Negacionismo, historia y libertad

15 de Octubre 2021 CEA Columnas

En uno de sus libros más aplaudidos, el historiador George L. Mosse, que había tenido que exiliarse de la Alemania nazi, explicaba que el estilo fascista no era la negación de la doctrina de la soberanía del pueblo, sino el destilado último de una interpretación totalitaria de la misma. Esta se basaba en la exacerbación de la idea roussoniana de la voluntad general, según la cual la naturaleza del ser humano como ciudadano sólo puede desplegarse cuando todos los miembros de la sociedad actúan, piensan y recuerdan al unísono. Lograr esta homogeneización requería de una religión civil que, mediante la creación de ídolos, de liturgias y de dogmas, convenciese a los diversos individuos y grupos de que debían someter su libre albedrío a las necesidades de la nación, nueva abstracción política encarnada en el Estado moderno.

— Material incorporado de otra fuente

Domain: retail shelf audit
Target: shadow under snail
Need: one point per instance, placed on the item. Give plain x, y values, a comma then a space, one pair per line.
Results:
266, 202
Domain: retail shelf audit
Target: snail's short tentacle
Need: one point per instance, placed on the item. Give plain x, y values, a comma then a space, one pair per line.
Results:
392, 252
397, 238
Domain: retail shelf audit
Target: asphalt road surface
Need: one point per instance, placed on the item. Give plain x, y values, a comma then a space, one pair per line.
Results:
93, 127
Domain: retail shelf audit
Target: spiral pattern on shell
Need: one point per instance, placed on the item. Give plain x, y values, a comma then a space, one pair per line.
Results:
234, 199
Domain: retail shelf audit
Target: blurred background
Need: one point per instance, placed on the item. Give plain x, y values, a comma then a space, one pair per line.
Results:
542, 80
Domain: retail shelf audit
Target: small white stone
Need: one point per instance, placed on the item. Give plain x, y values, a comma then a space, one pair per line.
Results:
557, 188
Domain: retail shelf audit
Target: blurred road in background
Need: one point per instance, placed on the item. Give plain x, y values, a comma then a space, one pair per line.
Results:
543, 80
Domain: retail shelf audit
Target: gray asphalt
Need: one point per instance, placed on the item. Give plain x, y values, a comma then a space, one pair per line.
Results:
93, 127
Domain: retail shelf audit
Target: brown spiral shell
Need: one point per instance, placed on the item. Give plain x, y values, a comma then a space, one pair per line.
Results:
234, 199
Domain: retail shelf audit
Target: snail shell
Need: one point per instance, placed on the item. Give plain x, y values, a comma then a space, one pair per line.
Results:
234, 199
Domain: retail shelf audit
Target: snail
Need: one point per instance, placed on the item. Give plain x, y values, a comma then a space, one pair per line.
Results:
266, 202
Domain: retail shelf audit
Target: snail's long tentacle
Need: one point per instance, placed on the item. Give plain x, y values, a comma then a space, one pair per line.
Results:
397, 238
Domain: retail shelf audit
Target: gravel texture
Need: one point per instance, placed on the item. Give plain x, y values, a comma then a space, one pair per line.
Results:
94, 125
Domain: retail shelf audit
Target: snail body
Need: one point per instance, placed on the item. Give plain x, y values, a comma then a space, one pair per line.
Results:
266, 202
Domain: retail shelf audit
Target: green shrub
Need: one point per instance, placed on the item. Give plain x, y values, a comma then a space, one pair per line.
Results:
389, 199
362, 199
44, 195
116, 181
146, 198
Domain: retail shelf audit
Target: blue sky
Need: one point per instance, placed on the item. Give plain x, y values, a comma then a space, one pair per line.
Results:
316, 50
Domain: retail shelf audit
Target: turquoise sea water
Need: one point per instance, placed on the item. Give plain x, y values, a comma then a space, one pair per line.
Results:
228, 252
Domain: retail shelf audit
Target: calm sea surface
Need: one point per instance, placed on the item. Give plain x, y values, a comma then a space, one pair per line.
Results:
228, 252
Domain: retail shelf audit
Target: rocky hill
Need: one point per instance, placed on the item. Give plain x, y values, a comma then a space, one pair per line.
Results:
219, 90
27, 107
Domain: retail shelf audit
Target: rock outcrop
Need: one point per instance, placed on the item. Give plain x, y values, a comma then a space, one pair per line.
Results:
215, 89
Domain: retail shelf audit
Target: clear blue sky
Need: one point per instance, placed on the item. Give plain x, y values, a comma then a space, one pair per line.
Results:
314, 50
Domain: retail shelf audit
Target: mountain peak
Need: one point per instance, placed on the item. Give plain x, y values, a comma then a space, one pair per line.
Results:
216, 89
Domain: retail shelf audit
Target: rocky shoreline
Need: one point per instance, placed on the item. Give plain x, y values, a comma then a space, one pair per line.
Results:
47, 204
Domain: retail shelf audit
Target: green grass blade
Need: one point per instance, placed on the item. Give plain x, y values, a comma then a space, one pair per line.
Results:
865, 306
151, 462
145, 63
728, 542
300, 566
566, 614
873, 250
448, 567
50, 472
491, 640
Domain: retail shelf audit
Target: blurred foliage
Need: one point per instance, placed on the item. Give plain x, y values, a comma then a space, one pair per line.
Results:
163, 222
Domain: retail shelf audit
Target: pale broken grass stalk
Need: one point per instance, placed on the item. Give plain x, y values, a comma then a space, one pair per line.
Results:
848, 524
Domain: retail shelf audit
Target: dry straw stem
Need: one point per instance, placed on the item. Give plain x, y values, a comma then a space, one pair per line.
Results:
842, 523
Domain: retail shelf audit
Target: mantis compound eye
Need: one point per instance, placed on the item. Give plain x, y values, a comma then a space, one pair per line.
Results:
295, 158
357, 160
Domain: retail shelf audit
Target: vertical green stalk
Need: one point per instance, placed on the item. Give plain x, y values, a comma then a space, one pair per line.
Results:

Mosse demostraba cómo, desde el triunfo de la Ilustración hasta la creación del Tercer Reich, una pléyade de intelectuales y estadistas se aplicaron a la escritura de historias nacionales, a la edificación de estatuas y al diseño de un programa normativo para la enseñanza del pasado alemán en todas las escuelas del país. ¿Su objetivo?, intervenir en la conciencia colectiva, imponiendo una memoria normada e incontestable de la historia germánica.

Y es que la creación del “hombre masa”, nos sugiere Mosse, acontece en el “mundo del mito y del símbolo”. La urdimbre de un relato histórico que impone la simplificación del pasado, convirtiéndolo en una sucesión lineal de triunfos heroicos y martirios colectivos, corre el riesgo palmario de devenir en deshumanización. La sanción legal de una historia de “buenos” y “malos” y la prohibición del debate no pueden ser sanas para una democracia, al menos si entendemos a esta en clave liberal y no totalitaria. Es decir, si la definimos como un engranaje institucional que permite la deliberación racional de un haz de sujetos heterogéneos y libres que negocian cotidianamente el sentido del bien común.

Parece evidente que, al menos en este tipo de comunidad política, no es deseable que ningún órgano ni grupo se erija guardián del pasado, sino que impere una discusión crítica que no le tema a las visiones sesgadas, pues puede someterlas a escrutinio y demostrar su parcialidad. La historia, afortunadamente, es una amante promiscua, cuya infinidad de eventos son siempre susceptibles de nuevos exámenes e interpretaciones.

Al evaluar las medidas recientes de la Convención Constitucional respecto al negacionismo, haríamos bien en recordar la máxima de otro gran historiador, John Agard Pocock, que aseveró que la salud de las sociedades libres es correlativa a su capacidad para poner sobre la mesa visiones caleidoscópicas, e incluso contradictorias, de su propia historia. Pensar el pasado sin censuras ni ambages se antoja la única receta para imaginar el futuro en libertad.

Publicada en El Mercurio de Valparaíso.